If memory remains siloed inside platforms, the future of AI becomes more locked-in, less portable, and less user-controlled. If memory becomes a user-owned layer, users gain leverage, developers gain a standard, and third- party ecosystems gain a way to interoperate responsibly.
Comparison to Existing Approaches
App-specific memory
Useful but siloed. It improves one product, not the ecosystem.
Centralized memory APIs
Convenient but provider-controlled. The provider remains the gatekeeper.
Vector stores
Powerful retrieval infrastructure, but not a solution for user ownership, permission semantics, or cross-ecosystem portability.
Fully on-chain memory
Strong on permanence and openness, but impractical for most private, high-frequency AI memory workflows.
Memzi
Combines local-first storage, memory structure, agent access, programmable permissions, portable verification, and optional decentralized trust anchors.
MVP Strategy
The first goal is to prove a simple, compelling primitive: a user can store memory in a private vault and grant a third-party agent scoped, portable, verifiable access to that memory.
- •Local encrypted Vault.
- •Domain model.
- •Memory Objects.
- •Access Grant request / approve / deny / revoke flow.
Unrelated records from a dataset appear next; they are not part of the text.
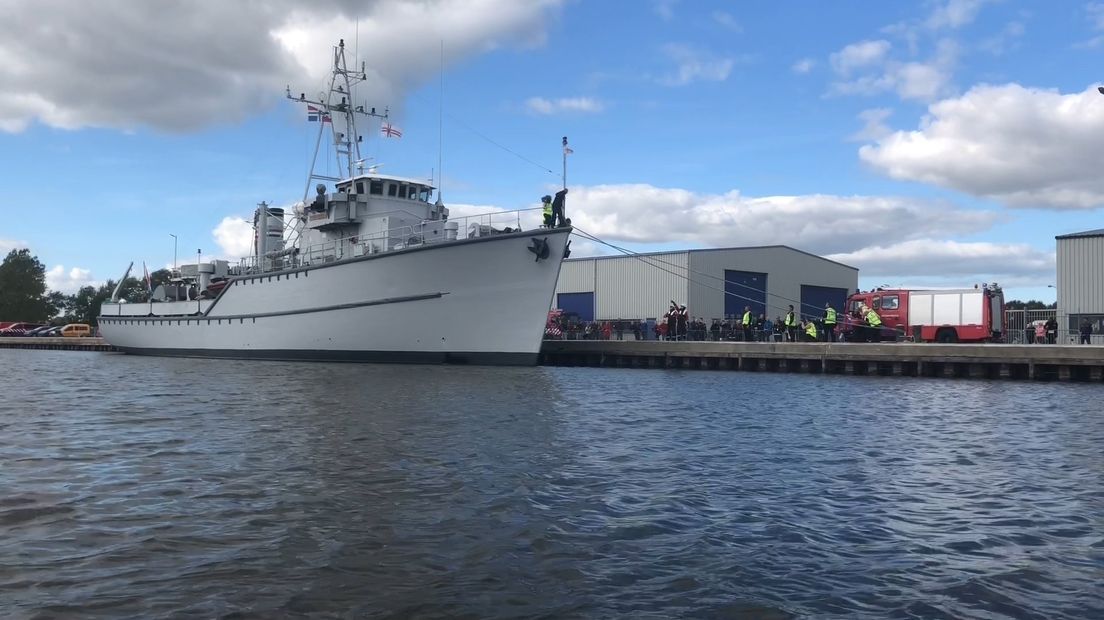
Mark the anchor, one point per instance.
(540, 247)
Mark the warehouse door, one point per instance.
(814, 299)
(581, 303)
(744, 288)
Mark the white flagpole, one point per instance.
(565, 162)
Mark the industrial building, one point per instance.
(1080, 280)
(712, 284)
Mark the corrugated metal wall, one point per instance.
(640, 288)
(786, 269)
(1080, 278)
(576, 276)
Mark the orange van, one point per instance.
(76, 330)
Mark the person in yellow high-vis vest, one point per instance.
(829, 322)
(810, 331)
(873, 324)
(547, 205)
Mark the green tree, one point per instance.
(84, 306)
(23, 288)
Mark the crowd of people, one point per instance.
(678, 324)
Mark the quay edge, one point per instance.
(1025, 362)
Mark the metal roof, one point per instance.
(713, 249)
(1096, 233)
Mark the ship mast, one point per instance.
(338, 103)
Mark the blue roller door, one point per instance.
(744, 288)
(581, 303)
(814, 299)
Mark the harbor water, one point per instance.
(145, 487)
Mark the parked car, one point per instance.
(76, 330)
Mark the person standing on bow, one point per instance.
(873, 324)
(547, 206)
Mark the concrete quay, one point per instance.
(57, 343)
(1018, 362)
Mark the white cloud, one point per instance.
(804, 65)
(183, 65)
(639, 213)
(873, 125)
(859, 55)
(69, 281)
(234, 236)
(864, 68)
(1026, 147)
(1095, 13)
(694, 65)
(540, 105)
(949, 259)
(955, 13)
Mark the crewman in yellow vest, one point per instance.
(873, 323)
(810, 331)
(829, 322)
(547, 203)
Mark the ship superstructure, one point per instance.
(368, 268)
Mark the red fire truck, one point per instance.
(972, 314)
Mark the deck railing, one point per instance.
(426, 233)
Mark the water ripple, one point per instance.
(148, 488)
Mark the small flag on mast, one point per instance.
(314, 115)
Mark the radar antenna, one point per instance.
(338, 104)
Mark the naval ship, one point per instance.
(367, 269)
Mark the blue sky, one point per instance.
(930, 143)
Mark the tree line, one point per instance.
(24, 296)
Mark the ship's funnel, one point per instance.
(267, 230)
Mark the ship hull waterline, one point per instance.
(476, 301)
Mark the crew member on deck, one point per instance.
(873, 324)
(547, 204)
(810, 330)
- •Basic retrieval engine.
- •Grant validation engine.
- •TypeScript SDK.
- •Basic MCP-compatible provider.
- •User-facing Vault UI.
- •Optional encrypted backup.
The ideal first demo is a hiring assistant that requests access to professional/profile and professional/projects, receives read-only summary access for 24 hours, retrieves only the allowed context, and is later revoked by the user.
Roadmap and Long-Term Vision
Vault and grants
Encrypted local Vault, domain model, memory creation and retrieval, Access Grants and revocation, and an SDK with minimal agent integration.
Portable verification
Signed grant validation, verification API, optional registry anchoring, and multi-device restore.
Richer memory and permissions
Field-level permissions, summary-only and proof-only access, trust-aware retrieval, and shared domains for teams and families.
Ecosystem layer
Open protocol spec, multiple SDKs, partner integrations, portable memory packs, and attestation and credential support.
In the long term, Memzi can become the default memory layer for the agent economy: the portability rail for context across software, the permission layer for third-party access, and the trust layer for verifiable sharing.
Closing
AI agents are becoming powerful enough to act on behalf of users. But without a user-owned memory layer, they remain fragmented, forgetful, and trapped inside app silos.
By combining local-first memory storage, structured domains, standard agent access, programmable Access Grants, portable verification, and optional decentralized trust rails, Memzi turns memory into infrastructure for the agent era.
Memzi is the user-owned memory layer for AI agents.
Portable, programmable, and controlled on user-defined terms.